Entre um novo incumprimento no pagamento das dívidas nos mercados internacionais e a humilhação de ter de ceder aos investidores a que chama de “abutres”, as autoridades argentinas enfrentam nos próximos dias uma escolha difícil.

A história está agora a chegar à fase decisiva, mas teve o seu início em 2001. Foi nesse ano que o Estado argentino entrou em falência e deixou de pagar aos seus credores. Substituiu os títulos de dívida pública que não conseguia amortizar por outros de muito mais baixo valor. Alguns investidores aceitaram a troca, tentando garantir que recebiam pelo menos uma parte do dinheiro, outros decidiram manter nas suas mãos os títulos antigos.

Um pouco depois, alguns hedge funds – entre os quais o NML Capital do bilionário Paul Singer – decidiram realizar uma aposta que à primeira vista parecia arriscada: compraram títulos que não foram trocados por um preço baixo e recorreram aos tribunais para tentar forçar o Estado argentino a amortizar a dívida por inteiro ou pelo menos numa parte substancial.

Os tribunais a que recorreram foram os de Nova Iorque e, após diversos acórdãos e recursos, o Supremo Tribunal dos Estados Unidos deu-lhes razão. Os títulos não trocados têm de ser pagos por inteiro ou então a Argentina não poderá amortizar quaisquer outros títulos de dívida que tenha emitido.

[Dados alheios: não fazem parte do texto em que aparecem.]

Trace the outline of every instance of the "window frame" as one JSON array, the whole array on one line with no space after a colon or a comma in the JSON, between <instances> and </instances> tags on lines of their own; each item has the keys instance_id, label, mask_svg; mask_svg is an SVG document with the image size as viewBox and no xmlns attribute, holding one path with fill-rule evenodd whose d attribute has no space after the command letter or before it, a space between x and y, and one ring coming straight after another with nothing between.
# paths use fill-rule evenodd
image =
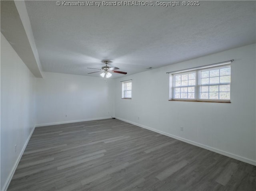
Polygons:
<instances>
[{"instance_id":1,"label":"window frame","mask_svg":"<svg viewBox=\"0 0 256 191\"><path fill-rule=\"evenodd\" d=\"M226 67L229 67L230 68L230 83L221 83L219 82L216 84L210 84L210 83L208 84L204 85L202 86L200 81L202 79L201 77L201 73L204 71L210 71L214 69L220 69ZM169 101L192 101L192 102L224 102L224 103L231 103L231 63L228 64L224 64L221 65L216 65L212 66L209 67L198 67L196 69L194 69L192 70L184 70L183 71L180 71L175 73L170 73L170 85L172 85L172 86L171 87L170 85L170 98L169 100ZM183 87L194 87L194 98L174 98L175 97L175 89L176 88L176 81L175 77L178 75L182 75L186 74L190 74L192 73L195 73L195 82L196 83L195 85L189 85L188 84L187 86L184 86ZM218 76L219 77L220 77L220 74ZM210 77L209 77L210 78ZM230 85L230 99L202 99L200 98L200 94L201 92L200 91L201 87L202 86L220 86L220 85ZM180 87L182 86L180 86ZM219 93L220 91L219 90L218 93Z\"/></svg>"},{"instance_id":2,"label":"window frame","mask_svg":"<svg viewBox=\"0 0 256 191\"><path fill-rule=\"evenodd\" d=\"M126 80L125 81L123 81L122 82L122 98L126 99L132 99L132 80ZM126 85L127 85L128 83L131 83L131 89L127 90L127 86L126 86ZM130 91L131 92L131 96L127 96L127 92L128 91Z\"/></svg>"}]
</instances>

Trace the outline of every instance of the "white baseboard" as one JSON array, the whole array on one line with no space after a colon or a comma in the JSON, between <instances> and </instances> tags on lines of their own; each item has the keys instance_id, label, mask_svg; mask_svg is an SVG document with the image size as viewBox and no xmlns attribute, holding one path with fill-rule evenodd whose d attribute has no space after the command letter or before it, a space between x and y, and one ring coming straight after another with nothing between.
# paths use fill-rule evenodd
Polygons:
<instances>
[{"instance_id":1,"label":"white baseboard","mask_svg":"<svg viewBox=\"0 0 256 191\"><path fill-rule=\"evenodd\" d=\"M20 160L21 157L23 154L23 153L25 151L25 149L26 149L26 148L27 146L27 145L28 143L28 141L29 141L29 140L30 139L30 137L31 137L31 136L32 136L32 134L33 134L33 132L34 132L34 131L35 130L35 128L36 128L36 126L34 126L33 128L33 129L32 130L32 131L31 131L30 134L28 136L28 139L27 139L27 140L26 143L25 143L25 144L24 145L24 146L23 146L22 149L21 151L20 152L20 154L19 155L19 156L18 158L17 159L17 160L16 160L16 161L15 162L15 163L14 163L14 165L13 166L11 172L9 175L9 176L8 176L7 179L4 185L4 187L3 187L2 191L6 191L7 189L8 188L8 187L9 186L9 185L10 185L10 183L11 182L11 181L12 180L12 177L13 176L13 175L14 174L14 172L15 172L15 170L16 170L16 169L17 168L18 165L19 164L19 163L20 162Z\"/></svg>"},{"instance_id":2,"label":"white baseboard","mask_svg":"<svg viewBox=\"0 0 256 191\"><path fill-rule=\"evenodd\" d=\"M242 161L243 162L248 163L248 164L250 164L252 165L254 165L254 166L256 166L256 161L254 161L253 160L251 160L247 158L245 158L244 157L243 157L241 156L239 156L238 155L232 154L232 153L226 152L226 151L224 151L222 150L219 150L218 149L216 149L216 148L214 148L213 147L207 146L207 145L204 145L200 143L197 143L196 142L191 141L188 139L186 139L184 138L182 138L181 137L178 137L175 135L172 135L171 134L169 134L168 133L166 133L165 132L163 132L162 131L160 131L159 130L157 130L156 129L155 129L153 128L151 128L150 127L145 126L144 125L141 125L140 124L139 124L136 123L134 123L132 121L128 121L128 120L126 120L125 119L122 119L121 118L119 118L119 117L115 117L117 119L119 119L119 120L121 120L121 121L124 121L125 122L127 122L127 123L130 123L131 124L132 124L133 125L138 126L139 127L142 127L142 128L147 129L148 129L148 130L150 130L152 131L154 131L154 132L160 133L160 134L162 134L164 135L166 135L166 136L168 136L168 137L171 137L172 138L174 138L175 139L177 139L180 141L183 141L183 142L185 142L187 143L188 143L189 144L194 145L195 146L201 147L201 148L207 149L207 150L209 150L211 151L213 151L213 152L218 153L219 154L220 154L222 155L224 155L225 156L230 157L230 158L232 158L235 159L236 159L237 160L238 160Z\"/></svg>"},{"instance_id":3,"label":"white baseboard","mask_svg":"<svg viewBox=\"0 0 256 191\"><path fill-rule=\"evenodd\" d=\"M74 121L61 121L59 122L54 122L53 123L45 123L44 124L38 124L36 125L36 127L42 127L43 126L48 126L49 125L59 125L60 124L66 124L66 123L75 123L76 122L83 122L84 121L94 121L95 120L100 120L101 119L111 119L112 117L101 117L99 118L94 118L92 119L82 119L80 120L75 120Z\"/></svg>"}]
</instances>

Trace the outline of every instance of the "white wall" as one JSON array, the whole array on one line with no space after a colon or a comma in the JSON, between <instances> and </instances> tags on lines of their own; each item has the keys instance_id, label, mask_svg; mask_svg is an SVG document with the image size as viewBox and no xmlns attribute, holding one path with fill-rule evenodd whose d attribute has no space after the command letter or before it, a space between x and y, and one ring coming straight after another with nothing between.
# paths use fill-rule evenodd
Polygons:
<instances>
[{"instance_id":1,"label":"white wall","mask_svg":"<svg viewBox=\"0 0 256 191\"><path fill-rule=\"evenodd\" d=\"M36 79L38 126L114 116L114 80L44 72ZM67 117L66 117L67 115Z\"/></svg>"},{"instance_id":2,"label":"white wall","mask_svg":"<svg viewBox=\"0 0 256 191\"><path fill-rule=\"evenodd\" d=\"M8 185L34 127L35 85L35 78L1 33L1 190Z\"/></svg>"},{"instance_id":3,"label":"white wall","mask_svg":"<svg viewBox=\"0 0 256 191\"><path fill-rule=\"evenodd\" d=\"M116 79L115 116L256 165L255 51L254 44ZM166 72L231 59L231 103L168 101ZM132 99L122 99L120 81L130 79Z\"/></svg>"}]
</instances>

Perante esta decisão, o Governo do país, que chama “abutres” aos hedge funds que compraram a dívida para conseguir lucros pela via judicial, fica com um espaço de manobra muito reduzido. Ignorar a decisão dos tribunais americanos será difícil porque além de a Argentina perder na prática o acesso ao mercado de dívida internacional, ficaria impossibilitada de continuar a pagar os títulos de dívida reestruturados, entrando novamente em situação de falência. Aceitar a dívida por inteiro de forma rápida também é complicado porque o valor da dívida não reestruturada que lhe pode ser exigida é de 15 mil milhões de dólares, um valor que é cerca de metade das reservas cambiais do país.

Na segunda-feira, o Governo argentino tentou junto dos tribunais americanos obter um adiamento da aplicação da sentença, de modo a que possa realizar pelo menos uma amortização de dívida reestruturada que tem agendada para 30 de Junho, comprometendo-se a iniciar negociações com os fundos “abutres”.

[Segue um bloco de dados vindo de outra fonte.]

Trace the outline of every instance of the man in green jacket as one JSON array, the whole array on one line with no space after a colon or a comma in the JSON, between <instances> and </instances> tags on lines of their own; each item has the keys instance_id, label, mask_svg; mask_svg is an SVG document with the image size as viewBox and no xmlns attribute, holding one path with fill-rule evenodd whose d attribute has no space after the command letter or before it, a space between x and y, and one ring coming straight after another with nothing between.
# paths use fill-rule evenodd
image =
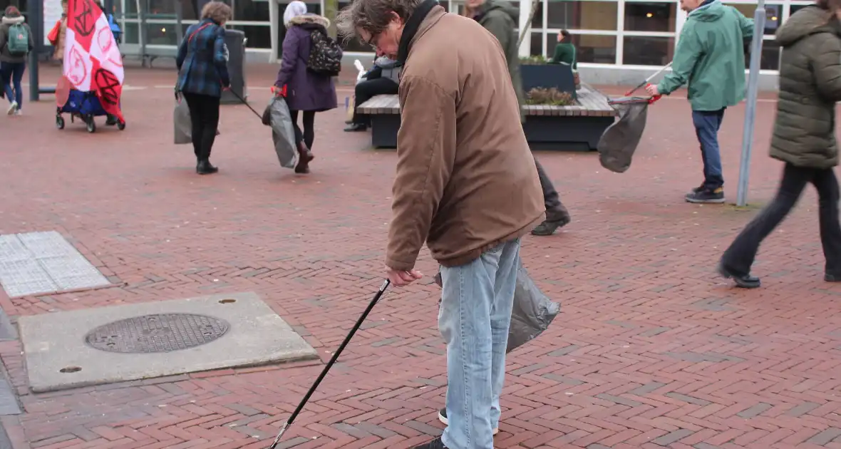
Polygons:
<instances>
[{"instance_id":1,"label":"man in green jacket","mask_svg":"<svg viewBox=\"0 0 841 449\"><path fill-rule=\"evenodd\" d=\"M523 82L520 75L520 56L517 52L517 20L520 11L508 2L501 0L467 0L464 3L468 17L473 18L485 29L490 31L502 46L508 62L508 72L511 76L511 83L517 94L520 103L520 120L526 121L522 105L525 102L523 94ZM561 197L552 184L543 166L537 159L534 160L537 166L537 175L540 177L540 186L543 189L543 203L546 206L546 220L535 228L534 235L551 235L555 231L569 223L571 218L567 208L561 203Z\"/></svg>"},{"instance_id":2,"label":"man in green jacket","mask_svg":"<svg viewBox=\"0 0 841 449\"><path fill-rule=\"evenodd\" d=\"M720 0L680 0L689 13L674 50L672 71L649 95L668 95L689 84L692 123L701 144L704 182L686 194L690 203L724 203L724 177L718 129L724 109L744 98L743 42L754 35L754 20Z\"/></svg>"}]
</instances>

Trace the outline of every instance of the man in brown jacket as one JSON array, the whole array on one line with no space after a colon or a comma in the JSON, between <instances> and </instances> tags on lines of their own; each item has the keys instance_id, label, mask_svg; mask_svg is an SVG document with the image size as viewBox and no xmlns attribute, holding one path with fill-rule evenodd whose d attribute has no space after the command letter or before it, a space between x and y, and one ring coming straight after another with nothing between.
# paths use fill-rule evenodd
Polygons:
<instances>
[{"instance_id":1,"label":"man in brown jacket","mask_svg":"<svg viewBox=\"0 0 841 449\"><path fill-rule=\"evenodd\" d=\"M546 216L505 56L435 0L356 0L338 26L404 64L389 278L420 277L424 240L442 266L449 422L417 447L492 449L520 238Z\"/></svg>"}]
</instances>

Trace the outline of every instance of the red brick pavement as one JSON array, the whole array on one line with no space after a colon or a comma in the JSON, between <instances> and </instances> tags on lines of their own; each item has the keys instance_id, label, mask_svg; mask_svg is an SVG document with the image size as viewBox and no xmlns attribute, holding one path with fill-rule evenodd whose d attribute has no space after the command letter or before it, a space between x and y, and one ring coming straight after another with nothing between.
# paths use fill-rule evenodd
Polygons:
<instances>
[{"instance_id":1,"label":"red brick pavement","mask_svg":"<svg viewBox=\"0 0 841 449\"><path fill-rule=\"evenodd\" d=\"M271 71L250 76L268 86ZM45 77L49 78L49 74ZM215 176L172 145L166 71L131 71L128 128L55 129L49 98L0 117L0 232L58 230L124 287L9 299L13 317L252 290L326 360L383 275L394 155L316 119L313 173L281 170L270 132L224 107ZM621 91L619 89L617 92ZM255 105L267 92L252 92ZM762 103L750 198L772 194L773 103ZM525 240L523 257L563 314L511 354L499 448L841 447L841 287L822 280L816 195L763 246L764 288L714 275L755 209L696 206L701 179L686 103L653 107L625 174L595 154L540 153L574 221ZM743 108L722 129L734 198ZM434 274L424 251L420 267ZM409 447L440 432L443 346L431 277L391 291L288 432L283 447ZM4 417L24 447L257 448L267 446L320 364L128 382L48 394L26 383L17 341L0 357L25 413ZM316 366L317 365L317 366ZM28 441L28 443L27 443Z\"/></svg>"}]
</instances>

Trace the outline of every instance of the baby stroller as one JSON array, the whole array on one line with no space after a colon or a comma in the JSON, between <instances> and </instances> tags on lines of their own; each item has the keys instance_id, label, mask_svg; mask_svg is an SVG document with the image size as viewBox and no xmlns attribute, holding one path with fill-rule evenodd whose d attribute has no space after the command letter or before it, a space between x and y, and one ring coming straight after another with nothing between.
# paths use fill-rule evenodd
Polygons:
<instances>
[{"instance_id":1,"label":"baby stroller","mask_svg":"<svg viewBox=\"0 0 841 449\"><path fill-rule=\"evenodd\" d=\"M97 130L97 124L93 121L94 117L108 116L95 92L82 92L76 89L70 89L67 101L64 105L56 108L56 128L59 129L64 129L62 114L70 114L71 123L75 121L74 119L79 118L87 126L89 133L94 133ZM112 119L110 116L108 119L107 124L116 124L120 131L125 129L125 122L121 122L116 118Z\"/></svg>"}]
</instances>

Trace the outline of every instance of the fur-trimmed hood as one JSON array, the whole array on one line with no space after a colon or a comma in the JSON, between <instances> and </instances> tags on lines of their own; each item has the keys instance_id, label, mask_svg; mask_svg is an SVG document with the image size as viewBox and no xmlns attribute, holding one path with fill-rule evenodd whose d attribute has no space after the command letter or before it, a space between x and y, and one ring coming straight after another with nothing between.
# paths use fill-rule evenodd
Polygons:
<instances>
[{"instance_id":1,"label":"fur-trimmed hood","mask_svg":"<svg viewBox=\"0 0 841 449\"><path fill-rule=\"evenodd\" d=\"M4 25L17 25L19 24L23 24L26 19L24 16L18 17L3 17L3 24Z\"/></svg>"},{"instance_id":2,"label":"fur-trimmed hood","mask_svg":"<svg viewBox=\"0 0 841 449\"><path fill-rule=\"evenodd\" d=\"M295 16L286 24L288 28L292 25L320 25L325 29L330 28L330 19L325 17L307 13L306 14Z\"/></svg>"}]
</instances>

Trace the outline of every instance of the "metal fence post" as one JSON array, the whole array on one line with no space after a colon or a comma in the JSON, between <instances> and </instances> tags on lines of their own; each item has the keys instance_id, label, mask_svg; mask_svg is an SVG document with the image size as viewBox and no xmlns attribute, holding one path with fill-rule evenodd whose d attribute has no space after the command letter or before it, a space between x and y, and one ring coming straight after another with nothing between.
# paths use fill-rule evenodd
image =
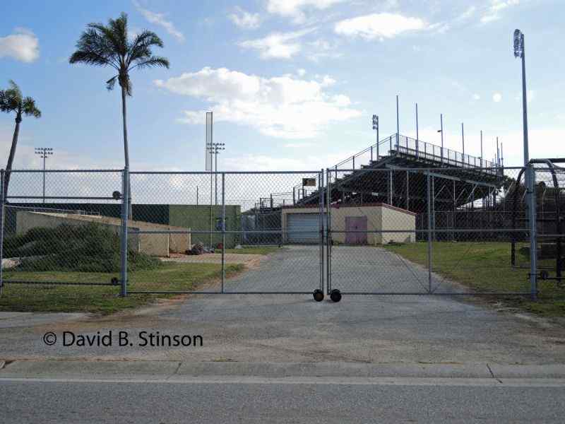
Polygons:
<instances>
[{"instance_id":1,"label":"metal fence post","mask_svg":"<svg viewBox=\"0 0 565 424\"><path fill-rule=\"evenodd\" d=\"M320 290L323 293L323 169L318 175L318 189L320 193L320 201L319 201L320 208L319 216L319 248L320 248Z\"/></svg>"},{"instance_id":2,"label":"metal fence post","mask_svg":"<svg viewBox=\"0 0 565 424\"><path fill-rule=\"evenodd\" d=\"M119 295L128 294L128 199L129 199L129 170L124 168L121 177L121 235L120 237L121 285Z\"/></svg>"},{"instance_id":3,"label":"metal fence post","mask_svg":"<svg viewBox=\"0 0 565 424\"><path fill-rule=\"evenodd\" d=\"M428 293L432 293L432 184L429 181L429 171L426 173L426 182L428 194Z\"/></svg>"},{"instance_id":4,"label":"metal fence post","mask_svg":"<svg viewBox=\"0 0 565 424\"><path fill-rule=\"evenodd\" d=\"M335 172L335 179L338 172ZM326 294L331 292L331 172L329 168L326 172Z\"/></svg>"},{"instance_id":5,"label":"metal fence post","mask_svg":"<svg viewBox=\"0 0 565 424\"><path fill-rule=\"evenodd\" d=\"M528 216L530 225L530 293L532 300L537 298L537 228L536 223L535 169L528 164Z\"/></svg>"},{"instance_id":6,"label":"metal fence post","mask_svg":"<svg viewBox=\"0 0 565 424\"><path fill-rule=\"evenodd\" d=\"M4 288L4 280L2 278L2 258L4 257L4 178L6 171L0 170L0 296L2 295Z\"/></svg>"},{"instance_id":7,"label":"metal fence post","mask_svg":"<svg viewBox=\"0 0 565 424\"><path fill-rule=\"evenodd\" d=\"M271 196L271 208L273 196ZM222 293L225 283L225 172L222 172Z\"/></svg>"}]
</instances>

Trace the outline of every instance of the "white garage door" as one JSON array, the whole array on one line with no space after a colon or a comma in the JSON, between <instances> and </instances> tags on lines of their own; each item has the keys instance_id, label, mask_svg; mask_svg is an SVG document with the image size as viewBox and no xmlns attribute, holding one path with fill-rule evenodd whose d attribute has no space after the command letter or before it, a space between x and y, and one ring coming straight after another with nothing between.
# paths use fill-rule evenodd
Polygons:
<instances>
[{"instance_id":1,"label":"white garage door","mask_svg":"<svg viewBox=\"0 0 565 424\"><path fill-rule=\"evenodd\" d=\"M326 215L323 216L324 222ZM289 213L287 216L289 243L317 244L320 239L319 213Z\"/></svg>"}]
</instances>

Ontem, o Governo voltou a mostrar a sua versão mais combativa e colocou anúncios em alguns dos principais jornais do Mundo, defendendo a sua posição e acusando a decisão dos tribunais norte-americanos de empurrarem o país para outra falência.

 Impactos internacionais

A decisão dos tribunais não provocou apenas a fúria da presidente argentina Cristina Kirchner. Causou também apreensão em entidades como o Fundo Monetário Internacional que, habituado a ver países sobrecarregados com dívida e que precisam de a reestruturar, vê aqui uma dificuldade acrescida na concretização destes processos. A partir de agora, um país sobreendividado terá mais dificuldades em convencer os credores a aceitarem uma reestruturação da dívida.

Dois especialistas em reestruturações de dívida - um norte-americano, outro argentino - concordam, em declarações ao PÚBLICO, que a decisão judicial pode ter algum impacto em futuras reestruturações, mas frisam que este caso tem características únicas e que poderia ter sido evitado pela própria Argentina.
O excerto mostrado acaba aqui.